To J. D. Hooker 9 May 1
Down Bromley Kent
My dear Hooker
Read & return the enclosed from Consul Crowe (a friend of Col. Sabine) & send me whatever answer you think fit & I will write civilly to Mr Crowe.—2
With respect to Huxley,3 I was on point of speaking to Crawfurd & Strezlecki (who will be on committee of Athenæum) when I bethought me of how Owen would look & what he would say.4 Cannot you fancy him, with a red face, dreadful smile & slow & gentle voice, asking, “Will Mr Crawfurd tell me what Mr Huxley has done, deserving this honour; I only know that he differs from, & disputes the authority of Cuvier, Ehrenberg & Agassiz as of no weight at all”.—5 And when I began to consider what to tell Mr Crawfurd to say, I was puzzled, & could refer him only to some excellent papers in R. Trans. for which the medal had been awarded.6 But I doubt with an opposing faction, whether this would be considered enough, for I believe real scientific merit is not thought enough, without the person is generally well known; now I want to hear what you deliberately think on this head: it would be bad to get him proposed & then rejected; & Owen is very powerful.—
Lastly, & of course especially, about myself; I very much want advice & truthful consolation if you can give it. I had good talk with Lyell about my species work, & he urges me strongly to publish something.7 I am fixed against any periodical or Journal, as I positively will not expose myself to an Editor or Council allowing a publication for which they might be abused.

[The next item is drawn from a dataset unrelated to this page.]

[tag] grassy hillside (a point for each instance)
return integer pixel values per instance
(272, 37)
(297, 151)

If I publish anything it must be a very thin & little volume, giving a sketch of my views & difficulties; but it is really dreadfully unphilosophical to give a resumé, without exact references, of an unpublished work. But Lyell seemed to think I might do this, at the suggestion of friends, & on the ground which I might state that I had been at work for 18 years, & yet could not publish for several years, & especially as I could point out difficulties which seemed to me to require especial investigation. Now what think you?. I shd be really grateful for advice. I thought of giving up a couple of months & writing such a sketch, & trying to keep my judgment open whether or no to publish it when completed.8 It will be simply impossible for me to give exact references; anything important I shd state on authority of the author generally; & instead of giving all the facts on which I ground any opinion, I could give by memory only one or two. In Preface I would state that the work could not be considered strictly scientific, but a mere sketch or outline of future work in which full references &c shd be given.— Eheu, eheu, I believe I shd sneer at anyone else doing this, & my only comfort is, that I truly never dreamed of it, till Lyell suggested it, & seems deliberately to think it adviseable.
I am in a peck of troubles & do pray forgive me for troubling you.—
Yours affectiy | C. Darwin
Emma desires her best thanks to Mrs Hooker for her kind note received this morning.
Lyell urges CD to publish a sketch of species theory; CD asks JDH’s opinion on best course.
Concerned about opposition, particularly by Owen, to Huxley’s admission to Athenaeum.